Ecco Paolo Garimberti, il presidente della Rai che poche ore prima aveva ammesso (ammesso!) che esiste un problema Tg3: è incupito ma poi penso che è difficile distinguere, dalla sua espressione facciale, quando è di buon umore e quando no.

Ecco Gianni Letta che saluta tutti e soprattutto manda bacini a tutti e forse a nessuno: e non riesco ad allontanare il pensiero che questa cosa lavitoliana di mandare bacini a tutti mi fa orrore e se dovessi sublimare “un” gesto di questi nostri tristi anni non sceglierei il dito medio di Bossi e nemmeno lo sguardo lubrico di B; ma piuttosto i bacini che si mandano a tutti con il risultato di svuotare di significato pure un bacio senza lingua dopo un aver svuotato di significato una lingua intera.

Poi scorgo, dietro la figura statuaria e (almeno lei, spero) sincera di Luisa Ranieri, un’altra figura, solitaria, allungata e un po’ ingobbita che percorre il red carpet nell’indifferenza generale. E’ Piero Fassino. Che forse non sarebbe una notizia: un personaggio politico di levatura nazionale che prende parte alla festa inagurale etc etc. Se non fosse che io sono torinese e lui pure, è che lui di Torino è il sindaco. E soprattutto che è giovedì.

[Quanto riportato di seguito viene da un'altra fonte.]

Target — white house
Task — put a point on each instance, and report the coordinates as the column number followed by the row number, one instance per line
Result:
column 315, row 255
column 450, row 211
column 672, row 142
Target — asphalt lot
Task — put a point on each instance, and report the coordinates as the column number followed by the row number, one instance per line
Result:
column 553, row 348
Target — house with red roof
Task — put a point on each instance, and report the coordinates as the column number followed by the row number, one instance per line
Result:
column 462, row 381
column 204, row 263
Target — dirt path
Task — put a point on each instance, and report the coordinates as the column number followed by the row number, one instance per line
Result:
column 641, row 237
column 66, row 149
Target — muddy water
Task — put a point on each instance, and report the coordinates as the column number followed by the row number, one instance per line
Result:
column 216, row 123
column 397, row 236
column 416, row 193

La domanda mi sorge spontanea, insopprimibile: che ci fa il sindaco di Torino il giovedì sera solitario a Roma a vedersi un film? Non aveva forse detto che avrebbe spostato il baricentro sella sua vita a Torino abbandonando dunque la politica romana? Fassino si è dimesso da deputato, certo, e di questo gli va dato atto con grande rispetto. Ma non aveva proprio nulla da fare nella scalcagnata mia Torino?

Magari sono tecnicamente fascista (come D’Alema definisce Il Fatto Quotidiano) e non me ne rendeo conto: ma il buon Fassino altrimenti detto “Abbiamounabanca” proprio non aveva una sezione del Pd da visitare, un’associazione di giocatori di scopone cui dare conforto, una riunione di circoscrizione dove tentare di capire come organizzare le festa dell’uva pur non avendo più un centesimo? E il se il compito era di rappresentare il Pd, possibile che a Roma non ci fosse personaggio alcuno disponibile? Chissà.

Resta quel sottile senso di disagio che prosegue quando lo vedo dialogare con Garimberti, sempre rabbuiato, e salutare amabilmente la Polverini. Poi si spengono le luci e inizia il film sulla dissidente birmana e capisco: forse era inviato a rappresentare la sinistra (…) italiana alla prima di un film su una grande “difensora” dei diritti umani. Che tra l’altro non ha neppure comprato una banca.